Daniel Lemire's blog

, 1 min read

Inject chaos in your life

There is, I believe, a tension between management and innovation. Innovation is fundamentally disruptive. There is plenty of evidence that too much order is a bad idea:

  • If your heart becomes too regular, you may be about to die.
  • American backyards made of only good-looking grass are high-energy, unstable systems.

However, complete chaos is not productive. What is needed is some form of partially controlled chaos. The solution? Embrace some chaos, seek diversity! But keep your basic sane routine intact.

If you are a researcher, I have a challenge for you: once a year, work on a project and publish a paper that is crazy. It can be a project outside of your normal field of expertise. In any case, it should raise some eye brows. If you have tenure or a similarly stable job, why would you not? You will not get fired for writing one crazy paper a year. But it may greatly enhance the biodiversity of your ideas.
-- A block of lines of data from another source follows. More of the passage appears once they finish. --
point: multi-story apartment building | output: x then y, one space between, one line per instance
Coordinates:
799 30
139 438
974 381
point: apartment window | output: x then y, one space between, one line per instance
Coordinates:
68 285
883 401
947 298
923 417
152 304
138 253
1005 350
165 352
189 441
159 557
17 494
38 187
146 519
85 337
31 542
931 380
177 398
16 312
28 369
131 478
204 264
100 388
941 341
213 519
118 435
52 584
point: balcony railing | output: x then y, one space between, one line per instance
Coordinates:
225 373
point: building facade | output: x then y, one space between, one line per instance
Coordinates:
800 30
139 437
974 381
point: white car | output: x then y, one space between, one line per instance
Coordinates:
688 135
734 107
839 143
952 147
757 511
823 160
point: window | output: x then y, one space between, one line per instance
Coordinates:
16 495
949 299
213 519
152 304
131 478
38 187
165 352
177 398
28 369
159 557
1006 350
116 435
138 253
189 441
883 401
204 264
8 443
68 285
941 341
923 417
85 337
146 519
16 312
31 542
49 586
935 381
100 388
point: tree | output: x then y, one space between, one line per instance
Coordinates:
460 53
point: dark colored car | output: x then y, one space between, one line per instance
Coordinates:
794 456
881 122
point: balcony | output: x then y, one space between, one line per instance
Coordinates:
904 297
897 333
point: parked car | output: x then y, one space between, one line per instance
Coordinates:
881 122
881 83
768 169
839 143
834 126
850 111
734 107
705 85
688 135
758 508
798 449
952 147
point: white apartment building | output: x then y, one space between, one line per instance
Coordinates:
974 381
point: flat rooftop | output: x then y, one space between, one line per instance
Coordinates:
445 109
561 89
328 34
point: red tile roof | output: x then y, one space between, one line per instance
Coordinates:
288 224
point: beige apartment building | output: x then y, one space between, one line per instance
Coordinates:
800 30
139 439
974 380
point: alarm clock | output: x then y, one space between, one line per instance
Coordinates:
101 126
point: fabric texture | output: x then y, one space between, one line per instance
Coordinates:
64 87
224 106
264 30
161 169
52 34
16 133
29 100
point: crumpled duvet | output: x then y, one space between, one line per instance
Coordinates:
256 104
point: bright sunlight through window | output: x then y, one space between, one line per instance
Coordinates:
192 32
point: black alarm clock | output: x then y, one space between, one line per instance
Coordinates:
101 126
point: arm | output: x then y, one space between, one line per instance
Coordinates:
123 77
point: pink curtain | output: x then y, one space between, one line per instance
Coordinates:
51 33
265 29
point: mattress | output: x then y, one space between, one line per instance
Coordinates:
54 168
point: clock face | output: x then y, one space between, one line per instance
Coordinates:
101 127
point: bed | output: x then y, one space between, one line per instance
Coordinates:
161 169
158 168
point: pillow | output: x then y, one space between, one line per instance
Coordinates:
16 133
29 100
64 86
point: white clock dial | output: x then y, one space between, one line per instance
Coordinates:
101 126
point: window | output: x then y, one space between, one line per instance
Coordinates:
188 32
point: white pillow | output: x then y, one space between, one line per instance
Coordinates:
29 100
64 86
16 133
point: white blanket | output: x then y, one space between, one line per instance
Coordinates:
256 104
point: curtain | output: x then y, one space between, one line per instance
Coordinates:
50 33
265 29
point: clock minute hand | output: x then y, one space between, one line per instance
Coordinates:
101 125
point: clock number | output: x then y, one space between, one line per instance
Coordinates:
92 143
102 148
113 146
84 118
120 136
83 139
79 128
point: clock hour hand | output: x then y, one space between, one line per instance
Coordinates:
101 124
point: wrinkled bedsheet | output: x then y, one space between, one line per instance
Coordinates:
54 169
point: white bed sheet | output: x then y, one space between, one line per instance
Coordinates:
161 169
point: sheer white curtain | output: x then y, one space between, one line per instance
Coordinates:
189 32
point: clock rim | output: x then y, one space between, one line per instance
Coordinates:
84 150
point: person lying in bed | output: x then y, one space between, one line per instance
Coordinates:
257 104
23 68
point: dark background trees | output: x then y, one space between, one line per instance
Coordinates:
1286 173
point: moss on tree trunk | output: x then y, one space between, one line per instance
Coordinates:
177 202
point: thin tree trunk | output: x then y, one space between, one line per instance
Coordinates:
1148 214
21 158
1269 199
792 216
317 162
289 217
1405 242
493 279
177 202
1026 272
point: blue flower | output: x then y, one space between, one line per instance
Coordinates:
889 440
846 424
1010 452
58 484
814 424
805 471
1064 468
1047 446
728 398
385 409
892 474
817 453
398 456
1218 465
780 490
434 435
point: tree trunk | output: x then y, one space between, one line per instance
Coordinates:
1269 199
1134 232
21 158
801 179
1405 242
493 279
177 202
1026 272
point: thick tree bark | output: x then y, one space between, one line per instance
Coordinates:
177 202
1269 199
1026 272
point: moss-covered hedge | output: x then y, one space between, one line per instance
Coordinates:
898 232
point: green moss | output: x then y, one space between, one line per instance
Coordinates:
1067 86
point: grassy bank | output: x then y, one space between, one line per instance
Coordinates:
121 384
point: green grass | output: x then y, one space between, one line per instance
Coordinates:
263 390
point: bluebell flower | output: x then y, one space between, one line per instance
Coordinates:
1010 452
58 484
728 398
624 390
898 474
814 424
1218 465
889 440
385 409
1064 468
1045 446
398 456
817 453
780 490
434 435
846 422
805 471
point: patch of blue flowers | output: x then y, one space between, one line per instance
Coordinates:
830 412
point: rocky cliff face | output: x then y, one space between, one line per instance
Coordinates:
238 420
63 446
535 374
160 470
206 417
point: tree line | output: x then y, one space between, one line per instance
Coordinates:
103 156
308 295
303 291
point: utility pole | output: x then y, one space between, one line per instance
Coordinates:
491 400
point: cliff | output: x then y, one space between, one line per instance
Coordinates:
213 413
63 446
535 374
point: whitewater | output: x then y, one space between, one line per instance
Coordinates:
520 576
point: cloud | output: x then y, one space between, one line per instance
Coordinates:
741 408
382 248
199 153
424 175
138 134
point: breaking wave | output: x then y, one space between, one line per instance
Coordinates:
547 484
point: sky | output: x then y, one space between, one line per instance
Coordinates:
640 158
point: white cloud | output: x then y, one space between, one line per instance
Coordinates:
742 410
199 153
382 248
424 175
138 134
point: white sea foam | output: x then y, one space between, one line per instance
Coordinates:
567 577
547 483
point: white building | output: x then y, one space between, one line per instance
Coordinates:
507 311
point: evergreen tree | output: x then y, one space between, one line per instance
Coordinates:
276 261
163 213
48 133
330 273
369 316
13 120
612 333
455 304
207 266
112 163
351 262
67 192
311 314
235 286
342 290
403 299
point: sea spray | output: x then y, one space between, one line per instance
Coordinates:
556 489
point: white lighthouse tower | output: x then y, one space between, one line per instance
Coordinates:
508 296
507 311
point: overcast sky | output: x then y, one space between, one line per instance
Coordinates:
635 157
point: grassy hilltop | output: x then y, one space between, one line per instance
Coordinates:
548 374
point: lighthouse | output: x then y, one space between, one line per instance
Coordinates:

If you are a software designer, design one totally crazy software application every year. Write a piece of software that has nothing to do with your own work, or that goes against all principles you normally apply. Finding time for a wild project is not so difficult. The project itself may not be productive, but it may keep you on your toes.

The idea is not to throw away the much-needed regularity that keeps us productive. But please, inject chaos in your life.

Note: Having kids counts as controlled chaos.